OASIS DE VIE SAUVAGE

Il est temps de fouler à nouveau la terre des chemins. Mouloud semble vivre une histoire d'amour avec Marilyn. Cette dernière nous accompagne une journée chevauchant notre cheval rebel malgré un temps pluvieux. Yo nous rejoint le soir dans une grande estancia où nous avons attendu une heure et demi la permission du patron vivant à Buenos Aires. Ici la plupart des propriétaires de ces riches établissements sont citadins ou étrangers et permettent rarement à qui que ce soit d'entrer sur leurs terres. Nous avions déjà quitté les copains à reculons, mais cette fois nous poursuivons notre migration en compagnie de cette chère "cucaracha**". La tristesse des paysages agricoles nous poursuit, encerclant quelques minuscules domaines aquatiques qui hébergent pour un temps encore, une faune diversifiée. Nous atterrissons au royaume de la loutre et des renardeaux où se mêlent multitude de poissons, lucioles, ipacaàs, chajàs, caranchos. "C'est incoyable toute la vie qu'il y a ici !" pense tout fort Clio, et comme pour appuyer ses dires un crapeau comique saute par dessus son épaule pour atterrir à côté de notre casserole de pâtes. Chaque point d'eau est aussi propice à une baignade des chiennes qui haletent déjà fort à marcher en plein soleil, les épineux en bordure de chemin ne fournissant guère d'ombre. On ne cesse cependant de nous mettre en garde contre l'eau contaminée par les produits de traitements agricoles.

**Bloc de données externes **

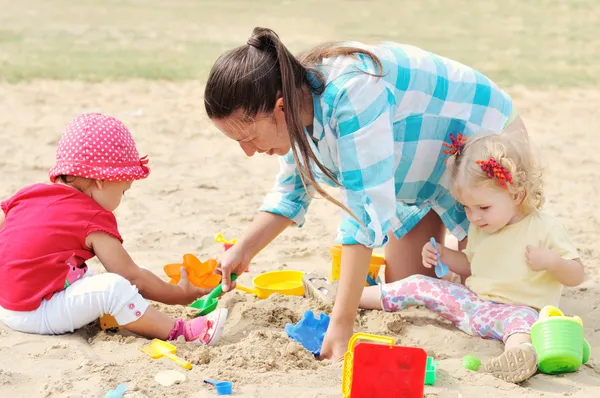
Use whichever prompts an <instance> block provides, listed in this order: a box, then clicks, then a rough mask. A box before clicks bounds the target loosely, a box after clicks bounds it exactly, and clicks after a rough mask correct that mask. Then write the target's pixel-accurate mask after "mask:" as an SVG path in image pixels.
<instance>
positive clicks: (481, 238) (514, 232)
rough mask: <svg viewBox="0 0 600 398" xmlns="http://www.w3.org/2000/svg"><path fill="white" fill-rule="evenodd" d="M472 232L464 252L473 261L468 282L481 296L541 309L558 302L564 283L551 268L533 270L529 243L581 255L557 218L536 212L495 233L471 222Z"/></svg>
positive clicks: (489, 298)
mask: <svg viewBox="0 0 600 398" xmlns="http://www.w3.org/2000/svg"><path fill="white" fill-rule="evenodd" d="M468 236H469V241H468V244H467V247H466V249H465V250H464V253H465V254H466V256H467V258H468V259H469V262H470V263H471V276H470V277H469V278H467V280H466V282H465V284H466V285H467V287H468V288H469V289H471V290H472V291H473V292H474V293H476V294H477V295H478V296H479V297H481V298H482V299H484V300H490V301H494V302H497V303H505V304H522V305H527V306H529V307H533V308H536V309H538V310H539V309H541V308H542V307H544V306H546V305H554V306H558V303H559V301H560V295H561V292H562V284H561V283H560V282H558V281H557V280H556V279H555V278H554V277H553V276H552V275H551V274H550V273H549V272H547V271H533V270H532V269H531V268H530V267H529V265H528V264H527V260H526V258H525V251H526V250H525V248H526V247H527V245H532V246H537V247H544V248H547V249H550V250H552V251H554V252H556V253H557V254H558V255H559V256H561V257H562V258H564V259H565V260H573V259H576V258H579V255H578V253H577V249H576V248H575V246H574V245H573V243H572V242H571V240H570V238H569V236H568V234H567V233H566V231H565V229H564V228H563V227H562V225H561V224H560V223H559V222H558V221H557V220H556V219H555V218H553V217H551V216H549V215H547V214H544V213H539V212H533V213H532V214H530V215H528V216H527V217H525V218H524V219H522V220H521V221H519V222H517V223H515V224H511V225H507V226H506V227H504V228H502V229H501V230H499V231H497V232H495V233H493V234H488V233H486V232H484V231H482V230H481V229H479V228H478V227H477V226H475V225H473V224H471V226H470V227H469V235H468Z"/></svg>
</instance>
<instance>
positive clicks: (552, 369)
mask: <svg viewBox="0 0 600 398" xmlns="http://www.w3.org/2000/svg"><path fill="white" fill-rule="evenodd" d="M531 342H532V344H533V347H534V348H535V352H536V353H537V355H538V363H539V364H538V368H539V370H540V372H542V373H547V374H558V373H568V372H575V371H577V370H578V369H579V367H580V366H581V365H582V364H584V363H586V362H587V361H588V360H589V359H590V355H591V348H590V345H589V343H588V342H587V340H586V339H584V337H583V322H582V320H581V318H579V317H578V316H575V317H572V318H571V317H567V316H565V315H564V314H563V313H562V311H561V310H559V309H558V308H556V307H553V306H546V307H544V308H542V310H541V311H540V318H539V320H538V321H537V322H535V323H534V324H533V325H532V326H531Z"/></svg>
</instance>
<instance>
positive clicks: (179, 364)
mask: <svg viewBox="0 0 600 398" xmlns="http://www.w3.org/2000/svg"><path fill="white" fill-rule="evenodd" d="M140 350H142V351H143V352H145V353H146V354H148V355H149V356H150V358H152V359H159V358H162V357H166V358H169V359H170V360H171V361H173V362H175V363H176V364H177V365H179V366H181V367H182V368H184V369H187V370H190V369H191V368H192V364H191V363H189V362H188V361H186V360H184V359H182V358H179V357H178V356H177V355H175V353H176V352H177V348H176V347H175V346H174V345H172V344H169V343H167V342H166V341H162V340H159V339H154V340H152V342H151V343H150V344H148V345H146V346H144V347H140Z"/></svg>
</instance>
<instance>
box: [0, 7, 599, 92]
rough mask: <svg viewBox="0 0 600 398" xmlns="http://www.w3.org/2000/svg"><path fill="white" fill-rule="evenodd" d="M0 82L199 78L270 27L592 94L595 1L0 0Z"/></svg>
mask: <svg viewBox="0 0 600 398" xmlns="http://www.w3.org/2000/svg"><path fill="white" fill-rule="evenodd" d="M0 10H2V11H1V12H0V80H4V81H8V82H20V81H28V80H32V79H38V78H43V79H68V80H87V81H98V80H105V79H111V80H125V79H132V78H143V79H166V80H187V79H201V80H202V79H204V78H205V76H206V74H207V73H208V70H209V69H210V66H211V65H212V63H213V62H214V60H215V59H216V57H217V56H218V55H219V54H220V53H222V52H223V51H225V50H227V49H229V48H232V47H234V46H238V45H240V44H243V43H244V42H245V41H246V39H247V38H248V36H249V35H250V32H251V30H252V28H253V27H254V26H266V27H271V28H273V29H274V30H275V31H277V32H278V33H279V34H280V36H281V37H282V39H283V40H284V42H285V43H286V44H287V45H288V46H289V47H290V49H292V50H293V51H300V50H303V49H306V48H309V47H310V46H312V45H315V44H318V43H320V42H323V41H329V40H343V39H352V40H362V41H367V42H375V41H378V40H392V41H398V42H403V43H410V44H414V45H417V46H420V47H423V48H425V49H427V50H430V51H433V52H436V53H438V54H441V55H444V56H447V57H450V58H453V59H456V60H458V61H460V62H463V63H465V64H468V65H471V66H473V67H475V68H477V69H478V70H480V71H482V72H483V73H485V74H487V75H489V76H490V77H491V78H493V79H494V80H495V81H497V82H498V83H500V84H501V85H526V86H530V87H539V86H594V85H597V84H598V83H600V81H599V80H600V40H599V39H598V37H600V3H598V1H597V0H560V1H559V0H527V1H524V0H479V1H473V0H420V1H414V0H381V1H377V0H370V1H369V0H366V1H363V0H328V1H317V0H304V1H292V0H277V1H275V0H261V1H252V2H250V1H245V0H215V1H202V0H170V1H164V0H163V1H157V0H144V1H142V0H121V1H117V0H103V1H96V0H53V1H52V2H47V1H43V0H19V1H16V2H15V1H10V0H0Z"/></svg>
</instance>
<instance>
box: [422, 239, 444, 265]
mask: <svg viewBox="0 0 600 398" xmlns="http://www.w3.org/2000/svg"><path fill="white" fill-rule="evenodd" d="M437 247H438V248H437V250H436V249H435V247H433V245H432V244H431V242H427V243H426V244H425V246H423V251H422V252H421V255H422V256H423V266H424V267H425V268H431V267H435V266H436V265H437V260H438V258H441V257H442V253H443V250H444V246H443V245H440V244H438V245H437Z"/></svg>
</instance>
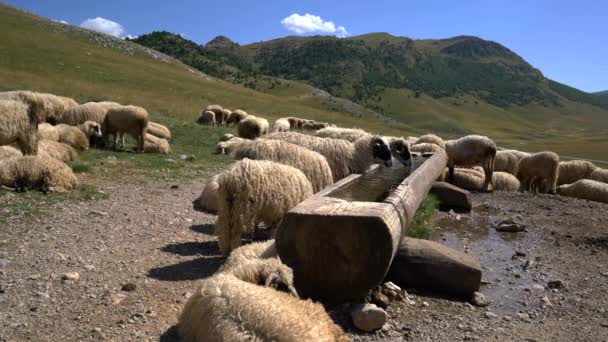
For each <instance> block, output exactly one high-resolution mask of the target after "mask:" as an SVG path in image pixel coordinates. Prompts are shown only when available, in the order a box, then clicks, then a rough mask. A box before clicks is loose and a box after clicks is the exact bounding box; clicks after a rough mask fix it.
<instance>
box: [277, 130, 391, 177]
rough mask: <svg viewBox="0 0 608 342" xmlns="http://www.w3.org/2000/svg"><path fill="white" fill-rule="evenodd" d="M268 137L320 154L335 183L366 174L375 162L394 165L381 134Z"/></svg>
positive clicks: (385, 144) (289, 135) (300, 134)
mask: <svg viewBox="0 0 608 342" xmlns="http://www.w3.org/2000/svg"><path fill="white" fill-rule="evenodd" d="M266 138H267V139H273V140H282V141H287V142H290V143H292V144H296V145H300V146H302V147H305V148H307V149H309V150H311V151H315V152H318V153H320V154H321V155H322V156H324V157H325V158H326V159H327V162H328V163H329V167H330V168H331V173H332V175H333V177H334V182H337V181H339V180H340V179H342V178H344V177H346V176H348V175H350V174H352V173H364V172H365V171H367V169H369V167H370V166H371V165H372V164H373V163H384V164H385V165H386V166H390V165H392V161H391V151H390V148H389V146H388V142H387V141H386V139H384V138H382V137H380V136H374V135H366V136H364V137H361V138H360V139H358V140H357V141H355V142H354V143H351V142H349V141H346V140H340V139H330V138H320V137H314V136H310V135H306V134H300V133H296V132H283V133H272V134H269V135H268V136H266Z"/></svg>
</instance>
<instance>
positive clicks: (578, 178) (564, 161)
mask: <svg viewBox="0 0 608 342" xmlns="http://www.w3.org/2000/svg"><path fill="white" fill-rule="evenodd" d="M595 169H597V166H595V165H594V164H593V163H592V162H589V161H586V160H569V161H560V162H559V172H558V177H557V185H563V184H572V183H574V182H576V181H578V180H581V179H589V177H590V176H591V174H592V173H593V171H595Z"/></svg>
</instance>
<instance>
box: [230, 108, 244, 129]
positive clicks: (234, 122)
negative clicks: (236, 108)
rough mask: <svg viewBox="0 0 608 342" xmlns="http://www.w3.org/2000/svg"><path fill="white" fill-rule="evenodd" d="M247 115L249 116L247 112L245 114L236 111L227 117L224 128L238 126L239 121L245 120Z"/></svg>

En amont du rio Gualeguay, c'est la première fois depuis le début du voyage que nous trouvons un havre de paix en pleine nature "sauvage". Nous ne pouvons qu'y marquer un arrêt prolongé. Un monde d'insectes tous plus étranges les uns que les autres remplit de chants d'oiseaux. Le rio est tellement poissoneux que malgré nos maigres talents de pêcheurs, nous agrémentons chaque repas de succulents carnassiers grillés au feu de bois.